To address this issue, urologists need to work with family doctors. There was an initiative to get them to educate patients about screening choices and risks so they could make an informed decision. We felt that there should be an informed decision-making process with patients before a PSA is ordered because the test can set off a series of events, including unnecessary biopsies, overdiagnosis, and overtreatment. We gave them a lot of information to do this.

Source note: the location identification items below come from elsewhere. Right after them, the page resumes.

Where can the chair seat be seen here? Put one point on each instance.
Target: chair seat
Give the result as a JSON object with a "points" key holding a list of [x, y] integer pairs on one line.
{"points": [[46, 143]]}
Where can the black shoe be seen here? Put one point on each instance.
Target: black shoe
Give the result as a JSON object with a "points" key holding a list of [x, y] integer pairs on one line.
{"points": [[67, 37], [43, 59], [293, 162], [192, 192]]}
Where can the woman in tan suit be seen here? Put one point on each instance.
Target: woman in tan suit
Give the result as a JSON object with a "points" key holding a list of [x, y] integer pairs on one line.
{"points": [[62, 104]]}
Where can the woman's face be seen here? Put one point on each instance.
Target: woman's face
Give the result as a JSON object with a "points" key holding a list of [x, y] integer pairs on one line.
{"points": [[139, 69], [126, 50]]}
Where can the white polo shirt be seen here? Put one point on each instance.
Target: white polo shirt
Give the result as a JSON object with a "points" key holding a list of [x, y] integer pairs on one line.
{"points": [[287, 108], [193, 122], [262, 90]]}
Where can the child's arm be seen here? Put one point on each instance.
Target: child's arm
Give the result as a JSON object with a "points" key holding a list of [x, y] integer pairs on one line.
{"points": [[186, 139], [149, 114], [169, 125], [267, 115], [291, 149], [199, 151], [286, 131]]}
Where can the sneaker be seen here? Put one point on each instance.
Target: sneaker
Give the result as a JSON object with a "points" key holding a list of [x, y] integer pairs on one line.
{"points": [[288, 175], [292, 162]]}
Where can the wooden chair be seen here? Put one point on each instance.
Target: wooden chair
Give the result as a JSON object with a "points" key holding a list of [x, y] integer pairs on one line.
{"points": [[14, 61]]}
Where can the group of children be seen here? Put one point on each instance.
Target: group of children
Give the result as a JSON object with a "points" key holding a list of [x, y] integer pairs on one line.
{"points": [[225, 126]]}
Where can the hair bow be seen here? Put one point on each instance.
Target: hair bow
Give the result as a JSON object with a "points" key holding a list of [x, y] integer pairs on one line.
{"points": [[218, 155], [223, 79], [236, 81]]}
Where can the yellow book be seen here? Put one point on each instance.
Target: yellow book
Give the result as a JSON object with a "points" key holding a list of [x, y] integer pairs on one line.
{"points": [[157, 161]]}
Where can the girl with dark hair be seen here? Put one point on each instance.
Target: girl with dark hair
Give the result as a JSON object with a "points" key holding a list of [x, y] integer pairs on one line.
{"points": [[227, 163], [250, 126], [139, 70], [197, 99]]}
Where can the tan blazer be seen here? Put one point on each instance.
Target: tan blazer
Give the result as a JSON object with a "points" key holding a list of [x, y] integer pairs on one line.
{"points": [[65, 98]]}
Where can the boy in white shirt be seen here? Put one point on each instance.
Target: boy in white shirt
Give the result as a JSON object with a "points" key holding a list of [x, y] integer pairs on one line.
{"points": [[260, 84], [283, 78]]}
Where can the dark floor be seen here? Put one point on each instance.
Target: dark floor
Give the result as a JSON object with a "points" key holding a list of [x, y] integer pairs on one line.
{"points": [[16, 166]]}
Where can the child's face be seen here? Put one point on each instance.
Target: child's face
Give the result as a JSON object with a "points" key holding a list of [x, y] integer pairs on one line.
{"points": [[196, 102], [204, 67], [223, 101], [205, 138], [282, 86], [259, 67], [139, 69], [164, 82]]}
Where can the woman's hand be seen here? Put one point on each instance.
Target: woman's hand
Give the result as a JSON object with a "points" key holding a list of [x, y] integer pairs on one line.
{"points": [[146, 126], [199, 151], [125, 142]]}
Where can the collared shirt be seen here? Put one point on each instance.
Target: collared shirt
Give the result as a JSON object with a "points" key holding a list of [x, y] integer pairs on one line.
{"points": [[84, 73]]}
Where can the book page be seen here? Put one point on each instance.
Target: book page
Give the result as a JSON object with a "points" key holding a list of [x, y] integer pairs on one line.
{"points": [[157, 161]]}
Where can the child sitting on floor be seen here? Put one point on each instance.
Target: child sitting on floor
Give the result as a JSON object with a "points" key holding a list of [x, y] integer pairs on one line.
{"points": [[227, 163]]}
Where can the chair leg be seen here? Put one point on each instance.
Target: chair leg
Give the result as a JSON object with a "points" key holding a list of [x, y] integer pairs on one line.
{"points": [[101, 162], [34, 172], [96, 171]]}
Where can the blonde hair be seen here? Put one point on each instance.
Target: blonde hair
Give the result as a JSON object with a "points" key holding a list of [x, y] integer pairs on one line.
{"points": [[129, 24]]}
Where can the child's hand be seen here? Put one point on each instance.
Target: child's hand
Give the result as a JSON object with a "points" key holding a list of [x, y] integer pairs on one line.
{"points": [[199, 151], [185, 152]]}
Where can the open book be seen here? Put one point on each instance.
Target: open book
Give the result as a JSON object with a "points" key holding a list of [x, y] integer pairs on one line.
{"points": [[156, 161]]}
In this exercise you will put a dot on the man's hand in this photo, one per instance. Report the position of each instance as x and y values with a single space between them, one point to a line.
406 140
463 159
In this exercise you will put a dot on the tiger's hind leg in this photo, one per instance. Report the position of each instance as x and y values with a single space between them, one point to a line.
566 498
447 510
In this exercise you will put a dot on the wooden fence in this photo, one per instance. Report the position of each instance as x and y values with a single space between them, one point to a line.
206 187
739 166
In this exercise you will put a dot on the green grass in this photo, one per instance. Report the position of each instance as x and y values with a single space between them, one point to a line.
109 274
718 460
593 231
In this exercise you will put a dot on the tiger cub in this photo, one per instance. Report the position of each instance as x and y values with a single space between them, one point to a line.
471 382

However, family practice doctors have, at maximum, a 30-minute visit with their patients. A lot of that time is taken up by other things they need to discuss with them. Finding time to help patients make an informed decision about prostate cancer screening was difficult. We tried to educate them on the importance of informed screening, and it just didn’t happen because it was too much. The initiative failed.

What other steps are being taken to educate family practitioners on how to best use PSA?

After that initiative failed, our next approach was to reinvestigate the 1.5 PSA and list it as a cutoff to family practice doctors. They needed a simple message. We were giving them all these facts of PSA and it was complex. With this approach, we told them that if patients have a PSA of 1.5 or less, they should come back in 5 years. You treat PSA like any other lab test a family practice does. Family practice doctors are not going to be able to talk to patients about an informed decision before giving a PSA test.

The question then becomes, “What percentage of men have a PSA of less than 1.5?” We determined that approximately 70% of men have a PSA of less than 1.5. Therefore, only 30% of patients require some attention.

What steps should be taken for men who have a PSA that is over 1.5? Is biopsy still the solution?

For those men, doctors should not necessarily order a biopsy, but they should go to the next step. There are new tests out, such as the 4KScore test and the PCA3 test. The PSA can also simply be repeated, and then doctors should take action behind that. Patients should only be biopsied if they have a PSA of more than 1.5. They undergo the next level of testing, and then it is determined if they are at high risk.

It is a step forward to find people who need to be biopsied and determine the cancers that could potentially benefit from treatment. Doctors need to be smart about it; there is a range to do early detection. It should not be done on 25-year-old men or 85-year-old men. For me, the range is 45 to 70 with a 10-year life expediency.